Ketiga, perusahaan harus bikin standar keamanan yang sama di seluruh rantai pasokan. Enggak cuma itu, perusahaan juga harus ngatur dan ngontrol penggunaan tool remote access yang terhubung ke sistem industri. Ini penting buat ngejamin konsistensi aturan keamanan dan ngebantu perusahaan ngembangin aturan keamanan sesuai kebutuhan. Dengan memiliki standar keamanan yang terpadu, perusahaan akan lebih mudah mengelola dan mengamankan jaringan mereka. Perusahaan juga harus menerapkan strategi yang terintegrasi dan terkoordinasi dalam mengelola keamanan siber.

Strategi ini harus mencakup semua aspek keamanan, mulai dari inventarisasi aset hingga kontrol akses. Perusahaan juga harus bekerja sama dengan vendor dan partner untuk meningkatkan keamanan siber. Salah satu strategi yang bisa diterapkan adalah Zero Trust Security. Strategi ini mengharuskan perusahaan untuk memverifikasi setiap akses ke jaringan, tidak peduli siapa penggunanya. Strategi ini akan membantu perusahaan untuk meminimalkan risiko serangan siber. Perusahaan juga harus berinvestasi dalam teknologi keamanan siber yang canggih.

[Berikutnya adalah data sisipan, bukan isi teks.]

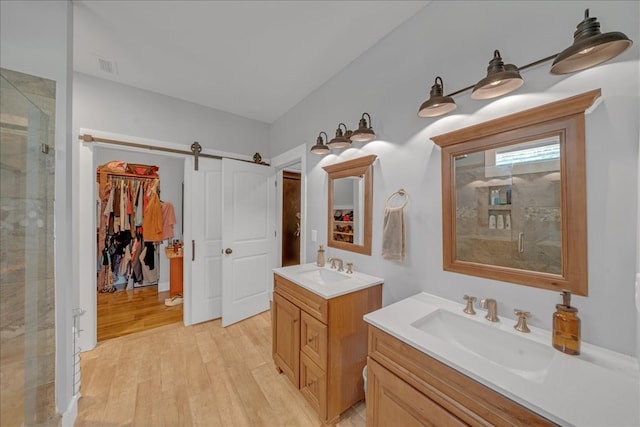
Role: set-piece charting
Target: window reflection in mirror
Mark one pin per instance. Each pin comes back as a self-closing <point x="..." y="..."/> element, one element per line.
<point x="508" y="206"/>
<point x="514" y="197"/>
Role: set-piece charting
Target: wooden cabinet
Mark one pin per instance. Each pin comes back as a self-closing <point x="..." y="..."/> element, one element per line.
<point x="321" y="344"/>
<point x="409" y="388"/>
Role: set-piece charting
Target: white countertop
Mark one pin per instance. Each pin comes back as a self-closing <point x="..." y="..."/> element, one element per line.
<point x="344" y="284"/>
<point x="597" y="388"/>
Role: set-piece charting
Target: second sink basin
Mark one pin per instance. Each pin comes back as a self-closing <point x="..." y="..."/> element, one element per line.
<point x="508" y="349"/>
<point x="323" y="275"/>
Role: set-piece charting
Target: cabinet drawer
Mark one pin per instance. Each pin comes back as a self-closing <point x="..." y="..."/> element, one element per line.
<point x="286" y="338"/>
<point x="465" y="398"/>
<point x="313" y="385"/>
<point x="313" y="339"/>
<point x="313" y="304"/>
<point x="392" y="402"/>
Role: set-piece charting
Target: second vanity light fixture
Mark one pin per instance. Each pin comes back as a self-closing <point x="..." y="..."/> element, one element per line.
<point x="344" y="138"/>
<point x="590" y="47"/>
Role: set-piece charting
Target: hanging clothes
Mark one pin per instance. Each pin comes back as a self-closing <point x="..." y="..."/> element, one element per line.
<point x="152" y="216"/>
<point x="120" y="213"/>
<point x="168" y="220"/>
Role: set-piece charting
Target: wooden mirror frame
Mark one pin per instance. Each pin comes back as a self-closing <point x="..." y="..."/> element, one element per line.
<point x="361" y="167"/>
<point x="565" y="117"/>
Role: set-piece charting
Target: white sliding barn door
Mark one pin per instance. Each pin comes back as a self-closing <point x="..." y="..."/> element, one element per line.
<point x="204" y="249"/>
<point x="248" y="203"/>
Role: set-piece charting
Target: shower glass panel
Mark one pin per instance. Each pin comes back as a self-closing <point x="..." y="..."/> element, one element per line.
<point x="27" y="335"/>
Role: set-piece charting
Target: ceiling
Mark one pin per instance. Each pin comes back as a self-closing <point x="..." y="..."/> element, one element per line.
<point x="256" y="59"/>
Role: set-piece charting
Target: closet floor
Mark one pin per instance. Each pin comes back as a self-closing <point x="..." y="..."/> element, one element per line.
<point x="125" y="312"/>
<point x="200" y="375"/>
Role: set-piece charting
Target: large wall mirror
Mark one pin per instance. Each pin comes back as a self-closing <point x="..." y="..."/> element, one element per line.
<point x="514" y="197"/>
<point x="350" y="204"/>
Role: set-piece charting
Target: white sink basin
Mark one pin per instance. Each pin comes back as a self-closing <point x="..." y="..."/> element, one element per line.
<point x="491" y="342"/>
<point x="323" y="276"/>
<point x="326" y="282"/>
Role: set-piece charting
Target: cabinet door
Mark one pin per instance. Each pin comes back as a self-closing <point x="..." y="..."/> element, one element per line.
<point x="392" y="402"/>
<point x="313" y="339"/>
<point x="286" y="338"/>
<point x="313" y="385"/>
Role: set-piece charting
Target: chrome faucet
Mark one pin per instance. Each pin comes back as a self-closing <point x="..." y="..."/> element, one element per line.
<point x="469" y="308"/>
<point x="333" y="263"/>
<point x="492" y="309"/>
<point x="521" y="326"/>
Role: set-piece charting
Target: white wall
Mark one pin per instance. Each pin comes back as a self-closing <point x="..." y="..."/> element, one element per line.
<point x="171" y="173"/>
<point x="116" y="111"/>
<point x="456" y="40"/>
<point x="36" y="38"/>
<point x="104" y="105"/>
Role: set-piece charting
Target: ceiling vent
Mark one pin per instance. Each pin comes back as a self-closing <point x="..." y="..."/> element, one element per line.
<point x="108" y="66"/>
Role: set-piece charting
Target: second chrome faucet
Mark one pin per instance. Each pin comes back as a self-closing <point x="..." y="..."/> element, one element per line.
<point x="492" y="309"/>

Teknologi ini akan membantu perusahaan untuk mendeteksi dan menanggapi serangan siber dengan lebih efektif. Perusahaan juga harus berinvestasi dalam pelatihan dan edukasi untuk meningkatkan kesadaran dan pengetahuan karyawan tentang keamanan siber. Selain itu, perusahaan juga perlu menjalin kerja sama dengan badan keamanan siber, seperti BSSN di Indonesia. Kerja sama ini akan membantu perusahaan untuk mendapatkan informasi terkini tentang ancaman siber dan strategi untuk mengatasinya. Menjelajahi dunia siber, memang jadi kebutuhan di era digital.

Namun, penting untuk diingat bahwa dengan semakin canggihnya teknologi, semakin canggih pula para hacker dalam melancarkan serangan siber. Perusahaan harus lebih proaktif dalam mengamankan jaringan mereka, dan tidak boleh lagi mengabaikan ancaman siber.